After North Philadelphia's

Mike Jones

(26-0, 19 KOs) outpointed Argentina's

Sebastian Lujan

(38-6-2, 24 KOs) on Saturday night in Madison Square Garden, nailing down a likely March berth against veteran

Randall Bailey

(42-7, 36 KOs) for the vacant IBF welterweight championship, Jones' trainer had some disparaging comments about the 37-year-old Bailey, a former WBO/WBA junior-welter titlist.

I contacted Bailey, who is promoted by Lou DiBella, for a response to Jackson's suggestion that he basically is washed-up.

"I want to laugh so hard," he said from his hometown of Miami. "This is not the first time me and [Jones] were supposed to fight. We offered to fight him many times before and his people always turned it down. They got to fight me now because they can't avoid it any more.

"[Jones'] ass is going to be tore up."

Should be interesting.

Allen suspension cut

Lightweight

Damon Allen

, who has hopes of making the 2012 U.S. Olympic boxing team that will compete in London, was facing a 2-year suspension a few months ago after testing positive for Furosimide, a banned substance.

But Allen, 19, a member of the Mitchell Allen Boxing Team who is enrolled in the U.S. Olympic Education Center at Northern Michigan University, signed an affidavit that he thought he was taking a water pill recommended by his grandmother to reduce swelling in a hand. He must have come across as sincere, because the U.S. Anti-Doping Agency reduced his suspension to 6 months. He becomes eligible on March 1, 2012, in time to compete in the U.S. Olympic Trials.

This week in history * 

On Dec. 5, 1966, in a matchup of legendary Philadelphia middleweights,

Bennie Briscoe

won by ninth-round technical knockout when

George Benton

did not come out for the final round of a scheduled 10 at The Arena. Sadly, we lost both of these superb fighters within the past 12 months, Briscoe passing away on Dec. 28, 2010 at the age of 67 and Benton leaving us on Sept. 19 at 78.

* On Dec. 6, 1963, former light-heavyweight champion Harold Johnson, of Manayunk, made his first ring appearance since losing his title a successful one, outpointing Detroit's "Hammerin' '' Henry Hank over 10 rounds at the Blue Horizon in a bout that was nationally televised.

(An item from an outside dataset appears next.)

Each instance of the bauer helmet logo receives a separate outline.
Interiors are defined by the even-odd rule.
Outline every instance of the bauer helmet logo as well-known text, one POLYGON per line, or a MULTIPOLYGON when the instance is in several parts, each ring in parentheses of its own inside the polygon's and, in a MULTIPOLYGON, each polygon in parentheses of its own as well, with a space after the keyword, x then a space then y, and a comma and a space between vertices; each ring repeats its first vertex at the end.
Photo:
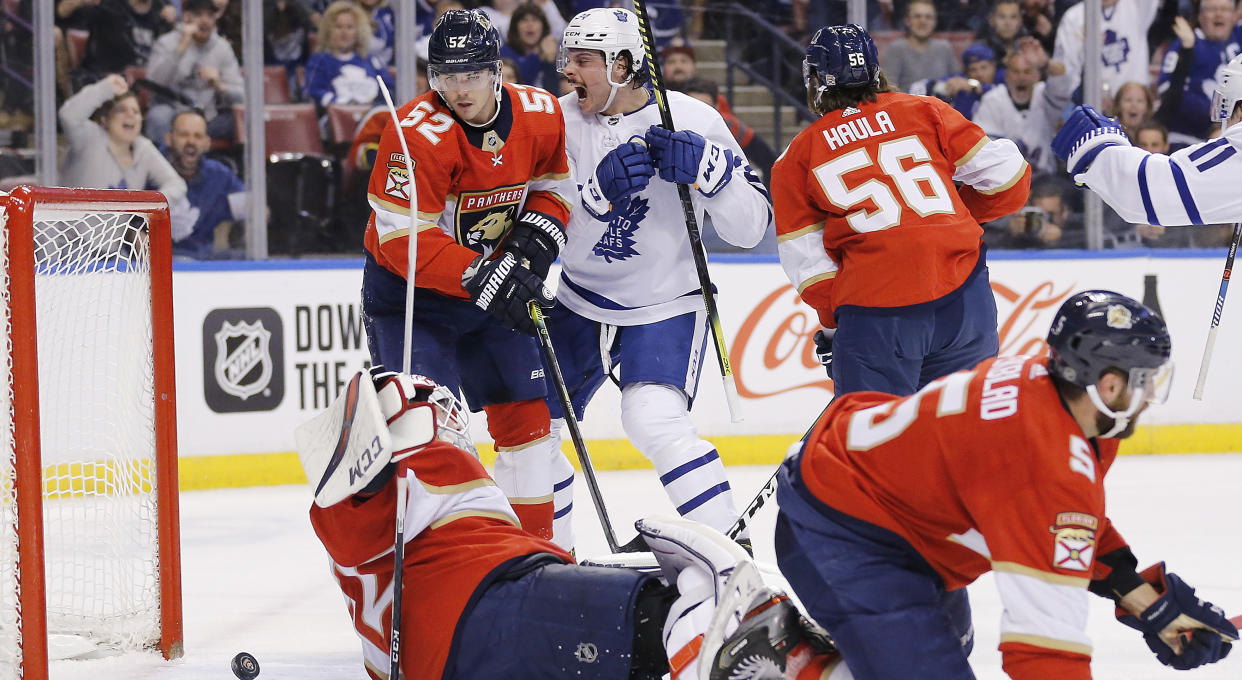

* On Dec. 7, 1963, after years as a world-ranked middleweight, Joey Giardello finally made it to the top of the mountain with a 15-round decision over champion Dick Tiger in Boardwalk Hall. Giardello, who was 78 when he died on Sept. 4, 2008, is immortalized by a bronze statue at the triangle of 13th, Mifflin and Passyunk in South Philly.